Я объяснил, после чего португалец минут пять переваривал полученные сведения, а потом у него на физиономии начало проступать понимание, потихоньку переходящее в восторг. Весь его вид чуть ли не кричал: я понял! Понял, почему у австралийцев проблемы с заселением колоний! Да еще лет сто повального применения таких штук — и дальше у них и в метрополии никого не останется! Но углубляться в открывшуюся ему тему он не стал, а поинтересовался объемами наших потребностей. Услышав цифры, мой гость помрачнел, но все же пообещал довести их до сведения его величества, с чем и отчалил.
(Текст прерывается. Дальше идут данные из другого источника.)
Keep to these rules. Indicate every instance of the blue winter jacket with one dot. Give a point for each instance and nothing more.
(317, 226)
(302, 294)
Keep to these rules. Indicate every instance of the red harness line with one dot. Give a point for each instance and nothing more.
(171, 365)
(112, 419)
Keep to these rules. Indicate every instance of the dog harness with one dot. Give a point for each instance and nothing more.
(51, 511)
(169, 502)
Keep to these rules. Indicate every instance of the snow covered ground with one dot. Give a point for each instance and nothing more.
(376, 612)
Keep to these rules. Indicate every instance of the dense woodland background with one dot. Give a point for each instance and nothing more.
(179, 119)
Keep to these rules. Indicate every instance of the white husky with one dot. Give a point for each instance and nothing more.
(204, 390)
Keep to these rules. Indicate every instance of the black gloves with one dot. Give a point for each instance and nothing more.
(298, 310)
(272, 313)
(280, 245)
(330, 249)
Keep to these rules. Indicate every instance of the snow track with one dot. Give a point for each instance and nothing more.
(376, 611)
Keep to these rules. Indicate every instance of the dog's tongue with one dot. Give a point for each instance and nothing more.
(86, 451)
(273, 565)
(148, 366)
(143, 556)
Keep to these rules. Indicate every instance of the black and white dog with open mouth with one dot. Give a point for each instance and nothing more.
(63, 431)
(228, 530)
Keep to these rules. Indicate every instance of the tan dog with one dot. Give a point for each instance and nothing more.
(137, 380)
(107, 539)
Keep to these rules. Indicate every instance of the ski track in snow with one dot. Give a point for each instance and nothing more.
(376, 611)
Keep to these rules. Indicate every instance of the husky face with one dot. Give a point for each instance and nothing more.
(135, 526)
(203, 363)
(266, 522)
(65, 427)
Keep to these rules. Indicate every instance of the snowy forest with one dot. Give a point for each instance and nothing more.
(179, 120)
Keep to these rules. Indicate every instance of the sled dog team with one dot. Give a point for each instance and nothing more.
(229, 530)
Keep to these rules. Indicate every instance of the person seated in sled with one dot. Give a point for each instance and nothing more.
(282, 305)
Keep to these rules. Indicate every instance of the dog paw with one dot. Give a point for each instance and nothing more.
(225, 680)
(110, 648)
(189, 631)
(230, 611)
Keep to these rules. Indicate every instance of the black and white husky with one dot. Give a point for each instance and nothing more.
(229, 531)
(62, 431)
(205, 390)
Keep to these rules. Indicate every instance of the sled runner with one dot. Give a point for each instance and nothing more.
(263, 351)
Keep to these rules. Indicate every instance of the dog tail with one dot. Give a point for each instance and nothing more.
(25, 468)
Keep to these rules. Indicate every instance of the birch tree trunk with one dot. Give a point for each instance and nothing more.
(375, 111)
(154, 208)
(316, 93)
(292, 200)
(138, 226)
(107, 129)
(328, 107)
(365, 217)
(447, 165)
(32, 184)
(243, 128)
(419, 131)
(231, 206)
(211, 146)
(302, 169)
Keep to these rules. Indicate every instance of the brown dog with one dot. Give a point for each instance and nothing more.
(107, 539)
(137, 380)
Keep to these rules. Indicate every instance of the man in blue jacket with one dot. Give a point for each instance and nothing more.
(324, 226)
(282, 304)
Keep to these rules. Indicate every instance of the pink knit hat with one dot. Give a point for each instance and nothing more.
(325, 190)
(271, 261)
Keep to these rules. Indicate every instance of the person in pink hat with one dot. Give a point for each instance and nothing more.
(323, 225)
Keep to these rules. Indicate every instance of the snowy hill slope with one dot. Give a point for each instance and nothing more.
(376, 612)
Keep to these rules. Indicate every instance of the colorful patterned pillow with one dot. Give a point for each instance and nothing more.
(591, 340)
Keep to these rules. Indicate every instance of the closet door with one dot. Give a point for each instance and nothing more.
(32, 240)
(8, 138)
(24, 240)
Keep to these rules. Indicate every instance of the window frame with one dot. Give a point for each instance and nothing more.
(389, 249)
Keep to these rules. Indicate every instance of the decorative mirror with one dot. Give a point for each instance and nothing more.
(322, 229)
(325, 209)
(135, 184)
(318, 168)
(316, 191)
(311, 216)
Перед сном я обдумал итоги первого дня нашего второго визита в Европу. Хотя остров Мадейра скорее всего относится к Африке, политика в его бухте началась самая что ни на есть европейская. То есть нас, как и предполагалось, потащили во всякие союзы. Правда, представители французских властей пока себя не проявили, но зато внезапно вылезли португальцы. И довольно кстати, потому как рабочих рук еще и на серьезную добычу бальсы с резиной у нас просто не было, а в Австралии эта ботаника созреет никак не раньше чем через пять лет. За такое действительно не жалко выделить для охраны два «Груманта» с командами по восемь человек на каждом.
Отбив в лондонское посольство радиограмму о том, что завтра мы покидаем Мадейру и, судя по погоде, через неделю будем в Дувре, я отправился спать.